Dignified Medication Administration Not Maintained
Penalty
Summary
The facility failed to provide a dignified experience for 1 of 2 residents, R20, during medication administration. R20’s records showed severely impaired cognition, inattention, disorganized thinking, verbal behaviors toward others, and diagnoses including severe dementia with psychotic disturbance, visual hallucinations, generalized anxiety disorder, PTSD, and delusional disorder. Her care plan identified mood, behavior, and sleep alterations related to Alzheimer’s disease, dementia, generalized anxiety disorder, paranoia, public outbursts, and accusations that people were throwing medications down her throat, and it directed staff to redirect and reapproach when she was resistive or combative, use a calm approach, provide reassurance, and offer comfort items. During observation, RN-A brought medications to R20 in the dining room and attempted to pour them from a small plastic cup into her mouth. When R20 removed one medication, Divalproex, and threw it on the floor, RN-A attempted again to pour the remaining medications into her mouth while R20 moved her head back and forth and tried to pull away.
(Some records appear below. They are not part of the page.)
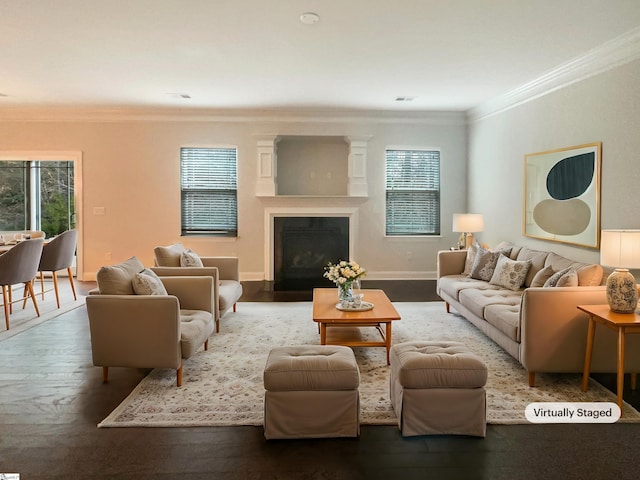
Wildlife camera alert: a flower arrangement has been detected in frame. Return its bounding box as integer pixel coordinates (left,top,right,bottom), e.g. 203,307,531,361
324,260,366,287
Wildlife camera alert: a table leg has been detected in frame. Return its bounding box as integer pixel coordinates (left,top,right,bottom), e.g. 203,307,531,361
618,327,625,409
582,315,596,392
385,322,391,365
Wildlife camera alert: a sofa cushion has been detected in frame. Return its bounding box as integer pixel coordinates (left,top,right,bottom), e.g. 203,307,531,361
489,254,531,290
516,247,549,287
529,265,556,287
484,306,520,342
96,257,144,295
460,287,522,318
153,243,184,267
471,247,500,282
180,248,204,267
438,275,492,300
132,268,168,295
543,267,571,287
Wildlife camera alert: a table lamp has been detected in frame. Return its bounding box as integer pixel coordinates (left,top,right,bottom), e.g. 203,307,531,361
453,213,484,248
600,230,640,313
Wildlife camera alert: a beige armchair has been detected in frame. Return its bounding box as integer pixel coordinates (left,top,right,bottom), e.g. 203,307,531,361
86,257,214,386
151,243,242,332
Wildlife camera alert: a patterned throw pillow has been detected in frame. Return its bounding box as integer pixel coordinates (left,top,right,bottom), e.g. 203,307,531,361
489,254,531,290
132,268,167,295
180,248,204,267
469,247,501,282
542,267,575,287
556,268,578,287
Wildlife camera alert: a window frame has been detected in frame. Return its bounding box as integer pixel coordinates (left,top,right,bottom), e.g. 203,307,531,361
384,145,442,238
179,144,238,238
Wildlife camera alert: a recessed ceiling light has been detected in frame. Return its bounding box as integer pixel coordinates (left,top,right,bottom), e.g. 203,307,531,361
300,12,320,25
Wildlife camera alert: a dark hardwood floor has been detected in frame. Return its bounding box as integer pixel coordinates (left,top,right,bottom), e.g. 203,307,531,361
0,282,640,480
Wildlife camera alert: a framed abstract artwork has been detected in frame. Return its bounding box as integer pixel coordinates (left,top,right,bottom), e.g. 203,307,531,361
522,142,602,248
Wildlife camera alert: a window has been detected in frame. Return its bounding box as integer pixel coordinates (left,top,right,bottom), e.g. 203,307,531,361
386,149,440,235
0,160,75,237
180,148,238,237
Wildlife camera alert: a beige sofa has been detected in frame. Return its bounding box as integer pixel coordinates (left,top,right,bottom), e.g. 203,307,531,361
437,245,640,386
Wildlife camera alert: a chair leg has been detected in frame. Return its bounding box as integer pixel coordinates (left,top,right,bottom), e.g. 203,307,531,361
40,272,44,302
176,365,182,387
25,282,40,316
67,267,78,300
2,285,10,330
51,272,60,308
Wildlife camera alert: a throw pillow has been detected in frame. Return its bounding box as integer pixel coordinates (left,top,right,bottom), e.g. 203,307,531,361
133,268,167,295
469,247,501,282
180,248,204,267
153,243,184,267
542,267,571,287
96,257,144,295
578,264,604,287
530,265,555,287
462,243,479,276
489,254,531,290
556,268,578,287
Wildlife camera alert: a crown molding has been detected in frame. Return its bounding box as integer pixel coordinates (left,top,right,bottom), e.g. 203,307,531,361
468,27,640,123
0,106,467,125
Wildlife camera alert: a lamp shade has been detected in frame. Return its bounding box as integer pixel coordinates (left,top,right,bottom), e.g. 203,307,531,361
600,230,640,268
453,213,484,232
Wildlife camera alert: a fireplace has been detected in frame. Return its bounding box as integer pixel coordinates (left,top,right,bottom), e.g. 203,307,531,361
273,216,349,290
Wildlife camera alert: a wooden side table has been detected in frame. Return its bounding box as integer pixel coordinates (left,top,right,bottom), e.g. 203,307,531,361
578,305,640,409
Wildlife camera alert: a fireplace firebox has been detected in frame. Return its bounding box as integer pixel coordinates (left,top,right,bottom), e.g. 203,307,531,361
273,217,349,290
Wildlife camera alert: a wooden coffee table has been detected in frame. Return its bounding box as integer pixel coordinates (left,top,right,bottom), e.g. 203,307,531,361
313,288,400,365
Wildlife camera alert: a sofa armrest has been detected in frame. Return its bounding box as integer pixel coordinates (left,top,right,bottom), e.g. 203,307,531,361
437,250,467,278
151,267,220,283
160,275,217,314
200,257,240,282
86,295,182,369
520,286,607,372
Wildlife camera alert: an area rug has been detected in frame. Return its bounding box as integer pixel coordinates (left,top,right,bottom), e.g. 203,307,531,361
98,302,640,427
0,277,85,341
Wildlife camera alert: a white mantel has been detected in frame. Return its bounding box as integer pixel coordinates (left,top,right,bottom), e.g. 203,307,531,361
264,207,358,281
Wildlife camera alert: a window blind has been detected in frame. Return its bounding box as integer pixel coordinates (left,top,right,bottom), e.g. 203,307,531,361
180,148,238,237
386,150,440,235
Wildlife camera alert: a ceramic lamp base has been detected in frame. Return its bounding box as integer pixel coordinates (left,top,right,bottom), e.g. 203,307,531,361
607,268,638,313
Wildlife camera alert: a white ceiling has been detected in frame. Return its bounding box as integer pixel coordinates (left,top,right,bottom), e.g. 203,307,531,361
0,0,640,111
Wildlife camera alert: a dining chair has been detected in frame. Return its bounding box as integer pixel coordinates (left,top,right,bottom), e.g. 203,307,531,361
0,238,44,330
38,230,78,308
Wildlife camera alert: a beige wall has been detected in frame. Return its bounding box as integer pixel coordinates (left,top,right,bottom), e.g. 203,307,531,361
0,112,467,280
468,61,640,262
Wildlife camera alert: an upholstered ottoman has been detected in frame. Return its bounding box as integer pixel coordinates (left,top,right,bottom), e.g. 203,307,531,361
264,345,360,439
390,341,487,437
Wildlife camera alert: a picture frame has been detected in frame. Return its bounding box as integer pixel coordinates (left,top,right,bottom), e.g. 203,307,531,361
522,142,602,249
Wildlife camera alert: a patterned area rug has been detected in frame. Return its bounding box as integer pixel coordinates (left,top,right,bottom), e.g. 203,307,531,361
98,302,640,427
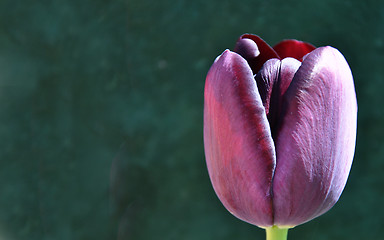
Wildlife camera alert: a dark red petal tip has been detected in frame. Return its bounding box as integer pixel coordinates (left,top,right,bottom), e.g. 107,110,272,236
273,39,316,61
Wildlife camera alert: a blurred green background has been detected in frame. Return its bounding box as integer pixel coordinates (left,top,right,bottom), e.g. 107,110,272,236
0,0,384,240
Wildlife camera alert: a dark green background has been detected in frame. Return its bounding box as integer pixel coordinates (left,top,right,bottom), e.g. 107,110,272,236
0,0,384,240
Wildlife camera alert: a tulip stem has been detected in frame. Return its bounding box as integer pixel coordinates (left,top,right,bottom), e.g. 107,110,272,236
265,225,288,240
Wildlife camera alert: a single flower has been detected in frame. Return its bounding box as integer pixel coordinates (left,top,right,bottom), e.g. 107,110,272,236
204,34,357,238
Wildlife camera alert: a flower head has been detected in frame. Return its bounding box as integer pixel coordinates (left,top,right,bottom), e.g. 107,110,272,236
204,34,357,227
RN-A then raised her voice, stated the resident’s name, told her she needed to take her medications, pulled her chair back from the table, picked up the Divalproex from the floor, placed it in a separate cup, and asked why she would not take her medications. R20 responded that it was because the nurse was not being nice. RN-A then left with the remaining refused medications and stated R20 would take them later and that she always had a behavior when taking her morning medications.